J’espère que suite à ses multiples déplacements à l’étranger, il va enfin aller à la rencontre de ses administrés. C’est le meilleur moyen pour jauger sa popularité et prendre le pouls de la population.
Quels commentaires faites-vous des différentes crises au niveau de la société civile ?
Ce terme est galvaudé depuis que la société civile verse dans la confusion des genres.
Les coordinations régionales y ont été pour beaucoup. Mais cela n’empêche pas la GéCi de rechercher l’unicité de la Basse Côte, à l’instar des 3 autres coordinations, tout comme le leadership de cette partie de la Guinée qui est le 1er foyer électoral du pays.
En tout état de cause, il est grandement temps de remettre les choses à l’endroit afin de rendre à César, ce qui est à César.

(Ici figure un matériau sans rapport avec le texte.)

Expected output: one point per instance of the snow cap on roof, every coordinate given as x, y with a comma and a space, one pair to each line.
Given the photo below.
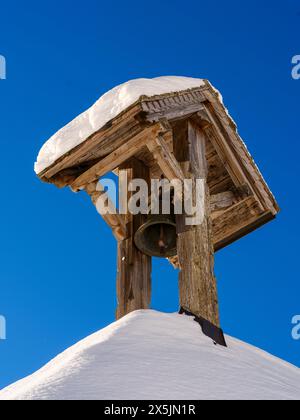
105, 109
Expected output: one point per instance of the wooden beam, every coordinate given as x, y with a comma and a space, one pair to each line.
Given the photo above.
119, 156
222, 201
115, 221
134, 267
165, 159
197, 283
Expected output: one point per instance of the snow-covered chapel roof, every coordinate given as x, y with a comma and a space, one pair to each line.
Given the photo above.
104, 110
151, 355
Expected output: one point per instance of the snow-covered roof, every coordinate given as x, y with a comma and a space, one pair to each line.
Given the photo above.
151, 355
105, 109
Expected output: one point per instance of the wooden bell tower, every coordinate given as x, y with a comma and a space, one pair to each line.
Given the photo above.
180, 135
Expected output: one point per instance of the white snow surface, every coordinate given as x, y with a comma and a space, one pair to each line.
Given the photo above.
152, 355
105, 109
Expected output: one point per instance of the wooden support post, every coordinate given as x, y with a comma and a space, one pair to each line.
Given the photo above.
134, 268
197, 283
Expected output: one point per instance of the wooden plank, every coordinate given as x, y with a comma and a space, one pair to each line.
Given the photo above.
234, 219
222, 200
115, 221
197, 283
116, 158
260, 188
165, 159
134, 267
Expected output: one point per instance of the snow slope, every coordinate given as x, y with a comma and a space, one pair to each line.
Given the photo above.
151, 355
105, 109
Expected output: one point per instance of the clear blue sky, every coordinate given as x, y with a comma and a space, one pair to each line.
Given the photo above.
57, 271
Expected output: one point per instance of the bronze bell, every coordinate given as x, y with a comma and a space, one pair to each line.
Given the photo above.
158, 237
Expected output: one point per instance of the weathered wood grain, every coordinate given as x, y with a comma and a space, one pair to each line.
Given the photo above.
134, 267
197, 283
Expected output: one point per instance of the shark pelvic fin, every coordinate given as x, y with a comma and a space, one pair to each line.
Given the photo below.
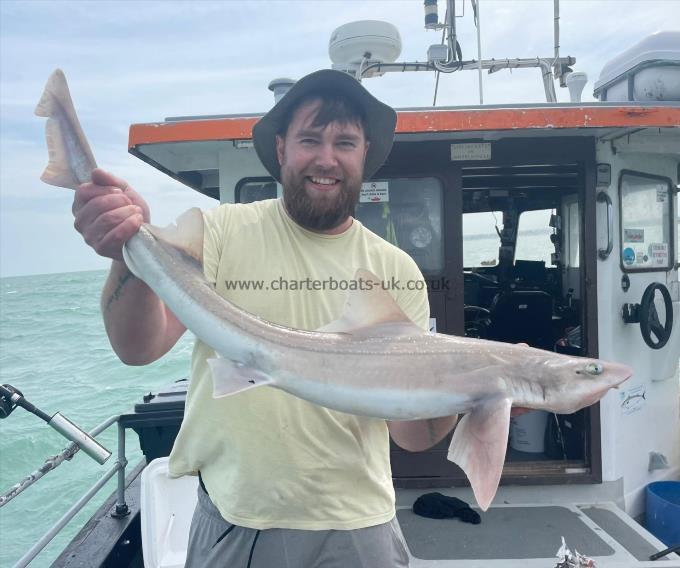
62, 125
479, 444
230, 377
371, 308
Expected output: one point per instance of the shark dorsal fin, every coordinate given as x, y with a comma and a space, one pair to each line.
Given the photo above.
369, 306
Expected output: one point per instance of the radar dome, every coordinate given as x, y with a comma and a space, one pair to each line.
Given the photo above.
350, 43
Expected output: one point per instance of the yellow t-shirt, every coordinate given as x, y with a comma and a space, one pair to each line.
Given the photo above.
269, 459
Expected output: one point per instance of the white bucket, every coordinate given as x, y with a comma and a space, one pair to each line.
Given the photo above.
527, 431
167, 507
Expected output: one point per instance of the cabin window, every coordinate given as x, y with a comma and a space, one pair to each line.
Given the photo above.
646, 222
533, 236
481, 238
408, 213
572, 232
255, 189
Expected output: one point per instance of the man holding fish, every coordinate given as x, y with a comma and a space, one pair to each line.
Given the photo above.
284, 482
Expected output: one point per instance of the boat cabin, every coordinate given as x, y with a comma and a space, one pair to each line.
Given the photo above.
521, 220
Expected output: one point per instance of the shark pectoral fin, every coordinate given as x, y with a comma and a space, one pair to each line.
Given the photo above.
231, 378
56, 104
478, 447
370, 306
185, 234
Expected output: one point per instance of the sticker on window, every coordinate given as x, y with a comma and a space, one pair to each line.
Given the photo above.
634, 235
628, 256
374, 192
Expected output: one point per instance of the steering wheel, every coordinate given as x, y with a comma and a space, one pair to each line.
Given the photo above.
649, 318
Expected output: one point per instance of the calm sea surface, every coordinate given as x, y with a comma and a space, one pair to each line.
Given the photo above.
54, 349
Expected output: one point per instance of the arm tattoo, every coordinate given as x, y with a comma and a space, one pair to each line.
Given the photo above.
118, 292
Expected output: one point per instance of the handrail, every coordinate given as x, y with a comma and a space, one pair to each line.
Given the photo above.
51, 463
603, 197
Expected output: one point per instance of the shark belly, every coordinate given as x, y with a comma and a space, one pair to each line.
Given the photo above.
375, 401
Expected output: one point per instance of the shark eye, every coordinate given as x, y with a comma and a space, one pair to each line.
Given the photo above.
594, 368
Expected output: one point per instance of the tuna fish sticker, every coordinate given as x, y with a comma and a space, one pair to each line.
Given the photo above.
374, 192
633, 399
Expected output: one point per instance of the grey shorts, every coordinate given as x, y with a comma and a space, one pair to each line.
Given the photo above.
215, 542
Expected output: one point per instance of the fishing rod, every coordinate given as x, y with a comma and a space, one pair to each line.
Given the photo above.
11, 397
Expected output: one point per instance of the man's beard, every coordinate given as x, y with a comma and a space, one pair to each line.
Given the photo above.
323, 213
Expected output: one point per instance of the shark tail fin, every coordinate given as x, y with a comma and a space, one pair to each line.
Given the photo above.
56, 104
478, 447
231, 378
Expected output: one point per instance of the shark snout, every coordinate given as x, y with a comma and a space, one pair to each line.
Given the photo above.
618, 373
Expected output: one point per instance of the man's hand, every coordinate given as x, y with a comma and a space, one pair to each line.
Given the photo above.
107, 213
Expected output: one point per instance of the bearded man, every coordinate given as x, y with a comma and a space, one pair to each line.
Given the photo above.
283, 482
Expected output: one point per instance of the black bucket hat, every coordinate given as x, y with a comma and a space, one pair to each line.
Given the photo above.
381, 119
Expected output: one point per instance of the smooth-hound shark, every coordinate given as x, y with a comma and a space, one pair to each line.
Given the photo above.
372, 361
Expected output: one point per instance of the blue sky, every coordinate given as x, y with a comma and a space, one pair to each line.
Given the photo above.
130, 62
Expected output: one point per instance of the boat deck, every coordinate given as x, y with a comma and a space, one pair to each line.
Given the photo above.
512, 533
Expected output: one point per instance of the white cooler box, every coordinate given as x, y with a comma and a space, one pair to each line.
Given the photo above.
167, 507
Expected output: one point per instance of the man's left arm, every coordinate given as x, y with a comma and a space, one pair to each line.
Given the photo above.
419, 435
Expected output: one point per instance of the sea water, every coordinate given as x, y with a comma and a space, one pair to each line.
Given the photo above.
53, 348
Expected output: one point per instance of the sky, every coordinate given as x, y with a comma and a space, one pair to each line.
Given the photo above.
134, 62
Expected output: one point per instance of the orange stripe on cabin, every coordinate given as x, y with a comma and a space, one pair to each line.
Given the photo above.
435, 120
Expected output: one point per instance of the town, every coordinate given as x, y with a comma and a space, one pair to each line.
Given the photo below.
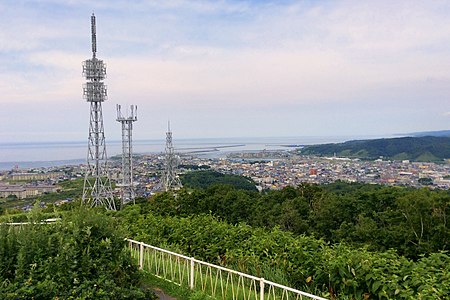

Votre mot sur la gouvernance.
Il serait prématuré de dresser un bilan par rapport à un quinquennat, mais il y a suffisamment d’éléments pour tirer la sonnette d’alarme afin d’amener les autorités à rectifier le tir.
Personne n’aurait à gagner d’un échec patent.
En tant que citoyen, je souhaite sa réussite afin de soulager notre quotidien et rendre fiers, les fils et les filles de ce pays qui pourrait être la locomotive de la sous-région.
En tant que politique, j’espère l’amener à poser des actes concrets et pérennes dont la GéCi pourrait bénéficier dans la poursuite de la continuité de l’Etat, si elle était amenée à diriger la Guinée, un jour prochain.